Bitcoin Succumbs To Selling Pressure; Ether Below $3K
By Laxmikant Khanvilkar
Virtual digital assets (VDA) are stacked against multiple headwinds including gold, interest rates and the lack of buying ahead of the halving event. The risk sentiment remained fragile in the face of higher-for-longer U.S. interest rates. Persistent geopolitical tensions in the Middle East, also kept traders largely on the sidelines.
Apparently, price of Bitcoin (BTC) slipped towards $59,000 mark during the U.S. trading session. It has since recovered to trade at $61,455 after losing 4% in the past 24-hours.
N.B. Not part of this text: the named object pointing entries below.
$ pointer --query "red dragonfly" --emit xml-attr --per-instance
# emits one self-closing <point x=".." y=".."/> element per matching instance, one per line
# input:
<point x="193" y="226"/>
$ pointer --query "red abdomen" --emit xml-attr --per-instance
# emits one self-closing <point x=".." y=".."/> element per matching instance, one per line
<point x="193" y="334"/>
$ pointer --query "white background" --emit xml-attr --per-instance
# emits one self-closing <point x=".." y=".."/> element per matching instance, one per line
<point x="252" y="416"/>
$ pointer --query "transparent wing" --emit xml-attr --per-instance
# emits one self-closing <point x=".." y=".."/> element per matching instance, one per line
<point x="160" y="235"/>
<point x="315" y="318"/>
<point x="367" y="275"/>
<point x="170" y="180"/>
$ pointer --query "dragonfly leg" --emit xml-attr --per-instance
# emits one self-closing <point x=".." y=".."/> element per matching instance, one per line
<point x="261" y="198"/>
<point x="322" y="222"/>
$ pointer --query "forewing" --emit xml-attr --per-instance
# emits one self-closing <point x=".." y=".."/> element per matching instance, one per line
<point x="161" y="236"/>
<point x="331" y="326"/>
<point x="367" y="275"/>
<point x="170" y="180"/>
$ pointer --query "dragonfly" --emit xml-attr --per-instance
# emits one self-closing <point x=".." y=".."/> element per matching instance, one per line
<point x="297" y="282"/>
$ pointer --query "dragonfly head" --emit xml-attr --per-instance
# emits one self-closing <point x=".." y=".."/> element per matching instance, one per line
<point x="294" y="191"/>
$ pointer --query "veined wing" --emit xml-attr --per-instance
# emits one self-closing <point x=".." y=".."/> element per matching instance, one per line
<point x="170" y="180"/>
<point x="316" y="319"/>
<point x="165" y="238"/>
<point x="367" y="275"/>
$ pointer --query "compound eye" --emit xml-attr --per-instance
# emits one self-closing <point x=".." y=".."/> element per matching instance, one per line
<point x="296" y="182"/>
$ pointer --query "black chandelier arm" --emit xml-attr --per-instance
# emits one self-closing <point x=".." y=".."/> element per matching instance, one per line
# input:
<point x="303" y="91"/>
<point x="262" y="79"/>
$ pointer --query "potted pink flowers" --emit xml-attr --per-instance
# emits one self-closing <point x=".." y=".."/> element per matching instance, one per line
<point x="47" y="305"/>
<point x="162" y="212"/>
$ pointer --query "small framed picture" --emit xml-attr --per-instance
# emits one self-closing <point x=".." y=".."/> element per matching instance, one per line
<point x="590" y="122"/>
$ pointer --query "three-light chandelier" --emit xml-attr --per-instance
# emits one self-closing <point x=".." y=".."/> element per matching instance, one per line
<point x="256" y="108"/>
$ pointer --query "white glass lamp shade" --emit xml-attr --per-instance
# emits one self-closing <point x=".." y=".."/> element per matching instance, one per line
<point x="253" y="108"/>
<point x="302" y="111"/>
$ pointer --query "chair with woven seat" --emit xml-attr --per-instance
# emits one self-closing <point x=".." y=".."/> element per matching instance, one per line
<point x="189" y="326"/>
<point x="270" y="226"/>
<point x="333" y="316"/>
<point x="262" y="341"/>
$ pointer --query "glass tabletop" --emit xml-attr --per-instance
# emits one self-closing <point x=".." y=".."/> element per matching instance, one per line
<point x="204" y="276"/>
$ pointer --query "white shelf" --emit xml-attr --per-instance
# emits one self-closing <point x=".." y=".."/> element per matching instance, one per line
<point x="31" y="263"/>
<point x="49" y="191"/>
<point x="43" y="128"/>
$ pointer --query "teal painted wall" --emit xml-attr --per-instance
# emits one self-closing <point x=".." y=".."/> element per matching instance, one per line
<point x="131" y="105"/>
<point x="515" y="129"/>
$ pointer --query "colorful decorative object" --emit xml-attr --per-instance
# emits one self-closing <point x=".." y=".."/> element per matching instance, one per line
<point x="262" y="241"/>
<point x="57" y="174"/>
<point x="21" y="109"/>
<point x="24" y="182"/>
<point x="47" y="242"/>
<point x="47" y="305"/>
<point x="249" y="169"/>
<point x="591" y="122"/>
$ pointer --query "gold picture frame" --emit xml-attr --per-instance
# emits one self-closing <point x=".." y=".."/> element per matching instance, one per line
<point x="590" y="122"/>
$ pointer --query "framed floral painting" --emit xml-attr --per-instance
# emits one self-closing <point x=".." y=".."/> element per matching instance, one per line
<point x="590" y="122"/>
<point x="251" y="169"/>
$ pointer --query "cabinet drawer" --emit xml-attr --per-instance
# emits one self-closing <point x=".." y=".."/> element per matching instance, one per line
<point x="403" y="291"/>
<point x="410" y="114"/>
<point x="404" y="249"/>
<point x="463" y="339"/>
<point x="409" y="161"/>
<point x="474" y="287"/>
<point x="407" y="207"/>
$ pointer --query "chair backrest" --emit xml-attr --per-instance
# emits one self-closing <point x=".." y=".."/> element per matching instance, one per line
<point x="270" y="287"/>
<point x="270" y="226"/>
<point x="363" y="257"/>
The largest cryptocurrency by market value remained in a trough between $60,000 and $70,000 for a month after hitting a record high above $73,000 in March.
Current scenario of interest rate uncertainty does not augur well for crypto markets, which often thrives in a low-rate, high-liquidity environment.
Recent comments by Fed Chair Jerome Powell have dashed the rate cut hopes. He said that sticky inflation gave the Fed little confidence to begin cutting interest rates.
Focus is now shifted to the upcoming halving event, which will take place in the coming days with the generation of block no. 840,000 on the Bitcoin blockchain. This would result in the reduction of new Bitcoin being mined, and peddle the narrative of token scarcity and increase in its value.
The weakness in bitcoin echoed through most crypto markets.
Ethereum (Ether), the second largest cryptocurrency by market capitalisation, has finally gave up to selling pressure. It slipped below $3,000 level and recently changed hands at $3,006 losing 2.7%.
Elsewhere, ADA, AVA, BNB, alongside certain altcoins have suffered losses.
The global crypto market cap decreased 3.7% to $2.23 trillion in the last 24 hours. Similarly, the total crypto market volume fell 6% to $97 billion. Total volume in DeFi is currently $7 billion, and all stablecoins are $92 billion, representing 7% and 94%, respectively, of the total crypto market 24-hour volume. Bitcoin’s dominance is currently 54%, down 0.4% over the day.
The IC15 index, the barometer of the top fifteen tokens, slumped 4% to 75,884.
Meanwhile, Bitcoin’s supply on centralized cryptocurrency exchanges is likely to run out and, hence, it would become twice as rare as gold after the halving event, as per the report published by the cryptocurrency exchange Bybit. The report details that there are only 2 million BTC left on cryptocurrency exchanges and, assuming a daily inflow of $500 million from spot Bitcoin exchange-traded funds (ETFs), around 7,142 BTC will be leaving exchange reserves on a daily basis.
Per Bybit’s report, Bitcoin’s stock-to-flow is currently around 56, while gold’s is 60. After the upcoming halving event, expected later this month, Bitcoin’s stock-to-flow ratio will double to 112.